Spring Championship Meets
PVS SC Senior Championships will be held March 8-11 at George Mason University. This will be an Officials Qualifying Meet for the National Certification program; officials can be evaluated for N2 in all positions as well as N3 S&T Judge. Officials wishing to work at this meet should submit the application found on the PVS website. You must apply no later than March 1 for specific deck positions. However, late applications and walk-ins are also welcome and will be assigned to available positions. Any official interested in being evaluated at this meet must apply in advance.
Concurrent with Senior Champs, PVS SC Junior Championships will likewise be held March 8-11 at George Mason University. Officials wishing to work at this meet should submit the application found on the PVS website. You must apply no later than March 1 for assigned deck positions, but, once again, late applications and walk-ins are also welcome and will be assigned to available positions. This meet is separate from Senior Champs and is held under a separate sanction, although the finals sessions will be swum combined with the finals of Senior Champs.
On the following weekend, March 15-18, PVS 14 & Under Junior Olympic Championships will be held at Fairland Aquatic Center.
Finally, March 22-25 at George Mason University, PVS will be the host LSC for the Speedo Championship Series, Eastern Zone Southern Sectional Meet. This meet will feature outstanding senior swimmers from across the Eastern Zone. This will be an Officials Qualifying Meet for the National Certification program; officials can be evaluated for N2 certification in all positions, and N3 certification in all positions except Administrative Referee. Any official interested in being evaluated at this meet must apply in advance. If you really want to see how a national-level championship meet is run, this is the meet for you. Officials interested in working this meet should submit the Application to Officiate.
Make the Call
New Officials / Advancing Officials
Did You Know . .
USA Swimming recognizes two distinct levels of National Certification for officials: N2 and N3. N2, the first National level in a position, recognizes that an official is experienced and has been evaluated as capable of working the position at Sectional, Zone, Grand Prix and similar higher profile meets. N3, the second and highest National level in a position, is likewise administered by the National Officials Committee and recognizes that an official has the experience, skills, and knowledge to be considered for selection to work National Championship level meets in the position. Requirements for progression to N2 and N3 levels in the positions of Stroke and Turn Judge, Chief Judge, Starter, Deck Referee, and Admin Referee can be found on the USA Swimming website.

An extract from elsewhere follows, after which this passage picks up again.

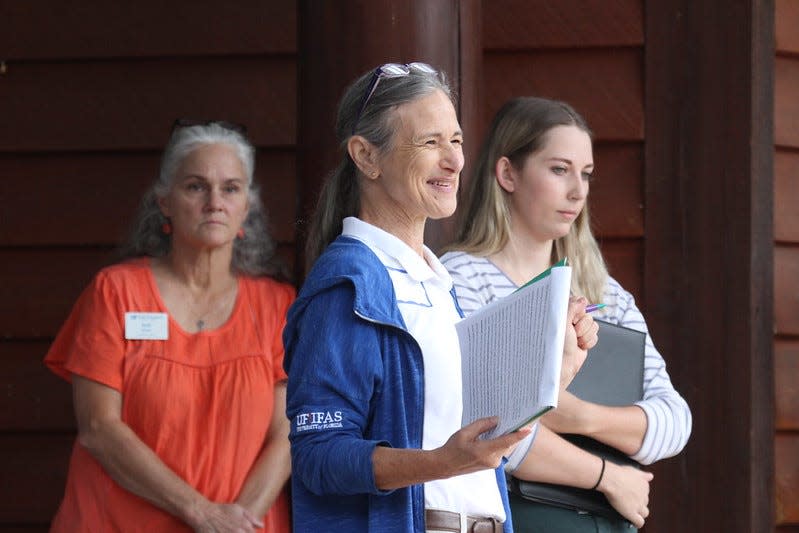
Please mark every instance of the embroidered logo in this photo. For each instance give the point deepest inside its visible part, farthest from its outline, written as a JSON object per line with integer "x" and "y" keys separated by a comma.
{"x": 318, "y": 420}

is a Heat ‘Closed’? - from
the Pacific Northwest Swimming Athletes Newsletter, used by permission
There has been some belief that the raising of the arm by the referee “closes the heat” and that any swimmer that steps up on the block after the arm is raised should be disqualified for delay of meet. In fact, there is nothing in the rules that states that once the arm is raised the heat is closed. The raising of the arm merely means that the heat is turned over to the starter. If the referee determines that a swimmer was somehow prevented from getting to the blocks or that there is some commotions behind the blocks that prevented the swimmer from getting to the blocks, then he or she is well within the rules to allow the swimmer to compete. It could also be that a timer or another person told the swimmer not to step up because it was not their heat.
Any of these is sufficient grounds to allow the swimmer to swim. So the mere raising of the arm does not automatically mean a swimmer that steps up thereafter is disqualified. A referee can and should intervene in the competition at any time to make sure the conditions for racing are fair and equitable for all swimmers. This would include the above examples.

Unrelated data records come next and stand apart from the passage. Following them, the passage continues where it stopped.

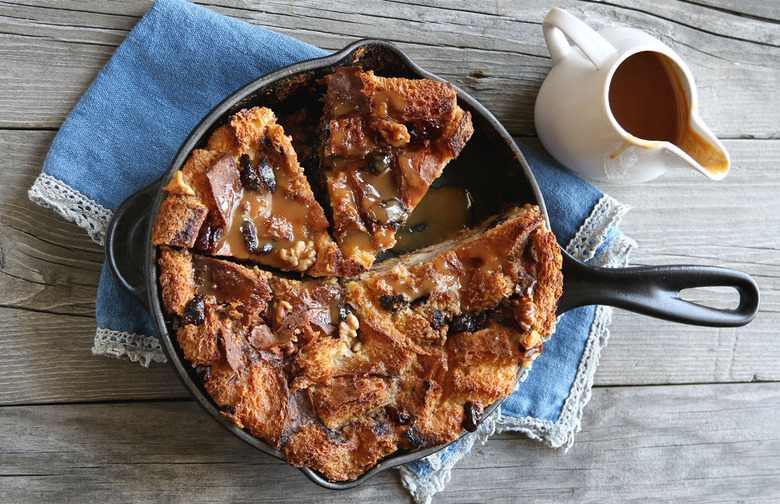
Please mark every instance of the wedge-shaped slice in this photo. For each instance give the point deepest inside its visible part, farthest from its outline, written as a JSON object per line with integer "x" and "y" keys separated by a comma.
{"x": 246, "y": 196}
{"x": 386, "y": 141}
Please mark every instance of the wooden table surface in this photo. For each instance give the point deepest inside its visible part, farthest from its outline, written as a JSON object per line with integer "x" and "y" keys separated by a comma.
{"x": 678, "y": 413}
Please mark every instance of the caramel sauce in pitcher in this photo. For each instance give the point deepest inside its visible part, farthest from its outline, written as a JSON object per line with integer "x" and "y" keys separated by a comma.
{"x": 648, "y": 100}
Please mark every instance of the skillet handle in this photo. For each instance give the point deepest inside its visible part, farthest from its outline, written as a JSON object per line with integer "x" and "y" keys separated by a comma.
{"x": 655, "y": 291}
{"x": 126, "y": 242}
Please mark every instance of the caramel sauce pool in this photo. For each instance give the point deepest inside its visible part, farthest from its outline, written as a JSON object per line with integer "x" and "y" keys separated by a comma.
{"x": 645, "y": 100}
{"x": 441, "y": 214}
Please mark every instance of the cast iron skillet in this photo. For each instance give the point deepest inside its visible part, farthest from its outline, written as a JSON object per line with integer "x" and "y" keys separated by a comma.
{"x": 493, "y": 170}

With respect to finals, there is no requirement that the referee step the swimmers up on the blocks and raise his arm to close the heat before you can call the alternate. In fact, such a practice would seem to be unsettling to the 7 swimmers waiting to swim. If a referee observes that there is an open lane in the C finals (or consols or B finals if only 2 finals heats), and he determines that the swimmer is not present, he can call for the alternate without stepping up the heat and raising his arm. Now the real problem occurs when the referee calls for the alternate and the swimmer originally set to swim shows up late. Again, the referee should investigate and determine if there is a valid reason for the swimmer not being at the blocks at the time of the swim. Some would disagree – if you are not there when the heat is called, you’re out.
I will give one easy example of how this is not so easy to determine and should be decided based on the facts at the time. At a recent national meet, we had a swimmer fail to appear behind the blocks for the backstroke. The referee stepped the swimmers into the pool and then noticed the missing swimmer. She called for the alternate who appeared ready to swim. At this point, the swimmer originally slated to swim showed up. His excuse was he was a foreign athlete and he was waiting in the ready room area to be brought to the blocks. It’s your call, should he be disqualified or allowed to swim? Some would say that the alternate should swim because the original swimmer failed to appear ready to swim. Others say that the original swimmer should be allowed to swim based on the situation. Well, the swimmer was allowed to swim and I agree with the decision. Too many times folks want black and white rules, but some of our rules are written so that the officials can make a right call at the time depending on the situation. While there are some rules that are black and white – simultaneous two hand touch on breast and fly – in many cases there is no cut and dry rule and the official must use their best judgment based on the facts.